The financial statements are prepared directly from the adjusted trial balance.
The balance sheet includes a company's assets, liabilities and equity accounts. The ending owner's capital comes from the statement of owner's equity.
In order to understand how to prepare a classified balance sheet we need to learn a few new terms.
A classified balance sheet lists assets and liabilities in the order of their liquidity. Liquidity measures the quickness of cash, meaning how quickly assets will be turned into cash or how soon liabilities need to be paid.
The assets and liabilities are listed in their order of liquidity. Assets that will be turned into cash, sold or used within one year or one operating cycle, whichever is more, are classified as current assets.
Liabilities that will be paid within one year or one operating cycle, whichever is more, are classified as current liabilities.
Assets which have useful lives longer than one year, or will require more than one year to be turned into cash or sold, are classified as long-term assets or sometimes called noncurrent assets.
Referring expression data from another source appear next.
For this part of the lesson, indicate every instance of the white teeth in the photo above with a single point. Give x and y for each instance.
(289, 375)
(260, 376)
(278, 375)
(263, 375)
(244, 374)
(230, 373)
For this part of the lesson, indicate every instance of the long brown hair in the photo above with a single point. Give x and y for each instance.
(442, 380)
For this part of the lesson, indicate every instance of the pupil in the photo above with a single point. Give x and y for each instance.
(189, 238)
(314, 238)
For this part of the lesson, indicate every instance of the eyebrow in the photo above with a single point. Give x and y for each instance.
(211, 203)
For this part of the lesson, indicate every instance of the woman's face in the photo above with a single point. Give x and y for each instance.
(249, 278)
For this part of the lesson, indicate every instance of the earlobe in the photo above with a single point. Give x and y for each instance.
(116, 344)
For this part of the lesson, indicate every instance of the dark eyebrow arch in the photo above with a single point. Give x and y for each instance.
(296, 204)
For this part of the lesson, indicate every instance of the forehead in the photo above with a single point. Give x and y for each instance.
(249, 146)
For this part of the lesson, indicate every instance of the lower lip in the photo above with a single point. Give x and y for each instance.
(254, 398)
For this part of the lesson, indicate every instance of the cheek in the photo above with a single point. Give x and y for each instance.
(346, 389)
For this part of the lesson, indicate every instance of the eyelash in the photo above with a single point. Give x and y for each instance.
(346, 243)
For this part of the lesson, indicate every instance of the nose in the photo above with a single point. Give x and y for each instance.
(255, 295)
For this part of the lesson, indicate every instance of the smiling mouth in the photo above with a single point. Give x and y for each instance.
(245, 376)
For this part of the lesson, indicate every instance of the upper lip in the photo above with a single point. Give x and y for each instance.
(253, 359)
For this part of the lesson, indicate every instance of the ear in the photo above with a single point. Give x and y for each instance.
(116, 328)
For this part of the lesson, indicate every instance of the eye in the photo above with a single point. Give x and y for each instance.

Liabilities, which taken longer than one year to payoff, are classified as long-term liabilities or sometimes long-term debt.
So let's use the adjusted trial balance and prepare the classified balance sheet.
We take the assets and liabilities from the trial balance and we put those on the balance sheet. Additionally, we will use the ending capital owner's capital balance from the statement of owner's equity.
The balance sheet has a company name, the name of the financial statement, and the date which is either just the date, or sometimes "as of" and then the date.
The balance sheet reports assets, liabilities, and equity for a point in time rather than a period of time. This is because the investors and creditors wanna know the financial position today not some accumulated amount that has no meaning.
For example, which of these two are more relevant to financial decision-making?
How much money you have right now, or how much money you have over your entire life?
Certainly what you have now is the only thing that would impact a future financial decision like buying a home.
On the asset side we start with the current asset section.
Here we will list our current assets in order of liquidity and then total them.
Next, we will prepare are long-term assets section. These items are often grouped like this; investments, plant assets, intangible assets, and other noncurrent assets.
Finally, we total our assets.
Then we move on to the liability side and start with current liabilities.
Here we will list our current liabilities in order of liquidity and then total them.
Then our long-term liabilities are listed and we will total our liabilities.
Finally, we prepare the owner's equity section.
Here is where we report the ending owner's capital from the statement of owner's equity. Then that becomes total owner's equity.
Finally, we total liabilities and owner's equity.
If we did everything correctly, total assets should equal total liabilities and owner's equity.